Saab Group’s decision to purchase — as part of its acquisition of Ericsson Microwave Systems — the 40 percent of Saab Ericsson Space it does not already own was driven by defense-technology factors and is unlikely to have any immediate effect on the newly named Saab Space’s business, Saab Ericsson Space President Bengt Mortberg said.
Ericsson’s 40-percent share of Saab Ericsson Space has been housed in the company’s microwave systems division, a business devoted mainly to defense technologies, particularly radars.
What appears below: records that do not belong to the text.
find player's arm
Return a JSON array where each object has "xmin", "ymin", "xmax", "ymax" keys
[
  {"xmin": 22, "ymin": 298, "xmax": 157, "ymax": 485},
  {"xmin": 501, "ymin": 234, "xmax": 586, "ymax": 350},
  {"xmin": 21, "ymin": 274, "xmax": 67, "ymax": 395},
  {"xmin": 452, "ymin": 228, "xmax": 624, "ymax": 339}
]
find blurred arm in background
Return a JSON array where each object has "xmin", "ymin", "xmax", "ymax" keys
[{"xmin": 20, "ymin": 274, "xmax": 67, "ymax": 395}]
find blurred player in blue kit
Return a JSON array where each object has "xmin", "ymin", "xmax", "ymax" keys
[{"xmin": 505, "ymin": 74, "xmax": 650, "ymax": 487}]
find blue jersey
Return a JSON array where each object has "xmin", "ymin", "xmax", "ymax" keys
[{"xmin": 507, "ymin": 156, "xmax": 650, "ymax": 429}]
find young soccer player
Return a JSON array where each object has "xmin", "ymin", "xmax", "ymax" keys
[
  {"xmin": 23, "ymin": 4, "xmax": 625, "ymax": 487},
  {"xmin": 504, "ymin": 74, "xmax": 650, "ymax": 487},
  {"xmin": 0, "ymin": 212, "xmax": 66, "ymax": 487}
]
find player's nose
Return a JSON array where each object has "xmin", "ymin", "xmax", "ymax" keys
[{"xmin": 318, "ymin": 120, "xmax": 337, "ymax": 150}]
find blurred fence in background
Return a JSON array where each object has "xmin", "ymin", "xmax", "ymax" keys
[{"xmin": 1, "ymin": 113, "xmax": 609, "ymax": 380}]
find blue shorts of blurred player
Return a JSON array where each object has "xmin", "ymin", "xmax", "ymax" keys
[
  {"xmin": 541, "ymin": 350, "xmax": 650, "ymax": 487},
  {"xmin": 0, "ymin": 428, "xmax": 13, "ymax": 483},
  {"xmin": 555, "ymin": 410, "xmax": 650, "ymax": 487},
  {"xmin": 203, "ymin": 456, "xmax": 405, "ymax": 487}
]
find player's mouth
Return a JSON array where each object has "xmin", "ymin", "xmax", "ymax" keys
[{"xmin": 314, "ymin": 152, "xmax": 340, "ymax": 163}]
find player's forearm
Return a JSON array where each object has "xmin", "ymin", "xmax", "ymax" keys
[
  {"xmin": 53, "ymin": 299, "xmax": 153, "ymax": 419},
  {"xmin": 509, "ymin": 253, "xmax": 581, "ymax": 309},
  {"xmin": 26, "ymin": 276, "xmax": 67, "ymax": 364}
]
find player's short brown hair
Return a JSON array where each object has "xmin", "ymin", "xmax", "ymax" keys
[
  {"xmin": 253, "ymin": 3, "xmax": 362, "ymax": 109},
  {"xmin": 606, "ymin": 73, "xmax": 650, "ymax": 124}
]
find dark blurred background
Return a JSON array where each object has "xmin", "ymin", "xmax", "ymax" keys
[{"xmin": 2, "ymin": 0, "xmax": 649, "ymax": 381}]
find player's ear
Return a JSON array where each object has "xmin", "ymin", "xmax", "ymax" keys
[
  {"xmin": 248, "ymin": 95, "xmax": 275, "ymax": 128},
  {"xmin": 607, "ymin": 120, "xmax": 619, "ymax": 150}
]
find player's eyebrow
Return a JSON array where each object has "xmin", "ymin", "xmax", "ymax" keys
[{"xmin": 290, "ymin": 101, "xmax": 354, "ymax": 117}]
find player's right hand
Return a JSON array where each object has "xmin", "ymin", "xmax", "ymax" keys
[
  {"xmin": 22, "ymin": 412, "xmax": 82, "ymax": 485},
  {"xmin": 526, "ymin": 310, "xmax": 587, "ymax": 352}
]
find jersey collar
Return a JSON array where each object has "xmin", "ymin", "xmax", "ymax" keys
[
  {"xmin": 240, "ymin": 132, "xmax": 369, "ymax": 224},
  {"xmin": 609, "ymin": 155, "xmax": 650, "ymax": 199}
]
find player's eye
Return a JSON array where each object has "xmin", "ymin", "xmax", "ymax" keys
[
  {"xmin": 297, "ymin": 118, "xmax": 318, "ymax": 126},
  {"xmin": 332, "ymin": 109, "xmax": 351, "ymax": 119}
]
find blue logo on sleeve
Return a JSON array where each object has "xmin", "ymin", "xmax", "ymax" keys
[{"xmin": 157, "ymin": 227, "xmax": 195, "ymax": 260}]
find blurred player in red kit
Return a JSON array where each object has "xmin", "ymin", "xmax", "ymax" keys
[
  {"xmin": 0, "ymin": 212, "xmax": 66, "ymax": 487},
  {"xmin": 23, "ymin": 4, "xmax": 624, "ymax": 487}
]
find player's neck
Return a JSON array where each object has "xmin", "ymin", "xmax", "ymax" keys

It is the defense business, especially the expected benefits of the Saab-led Gripen fighter jet, that drove the purchase, which was valued at 3.8 billion Swedish krona ($521 million).
Saab Ericsson Space reported revenues of about 75 million euros ($94.8 million) in 2005 and has a current backlog of about 80 million euros, Mortberg said in a June 16 interview. The company has 530 employees including its staff at Austrian Aerospace of Vienna, a Saab Ericsson Space division.
Mortberg said placing the company wholly inside Saab should result in synergies, but that any layoffs would be few and probably compensated by the hiring program Saab Ericsson already has begun to handle its growing orders.
Anke Svensson, Saab AB chief executive, said in a June 12 statement that “we now can become even more efficient and the daily work of our employees will become less complex with only one owner.”
The company expects modest growth in the next year or two, with much depending on the speed of development of European government space programs.
Saab Ericsson Space’s business is evenly divided between commercial and government orders, a fact that sets the company apart from many European space-hardware subcontractors. The Gothenburg, Sweden-based company builds frequency converters and receivers for satellites and separation systems for launch vehicles.
Mortberg said the satellite business accounts for 85 percent of the company’s annual revenues despite Saab’s position as provider of payload-separation system for several commercial launch vehicles in the United States, Europe and Russia.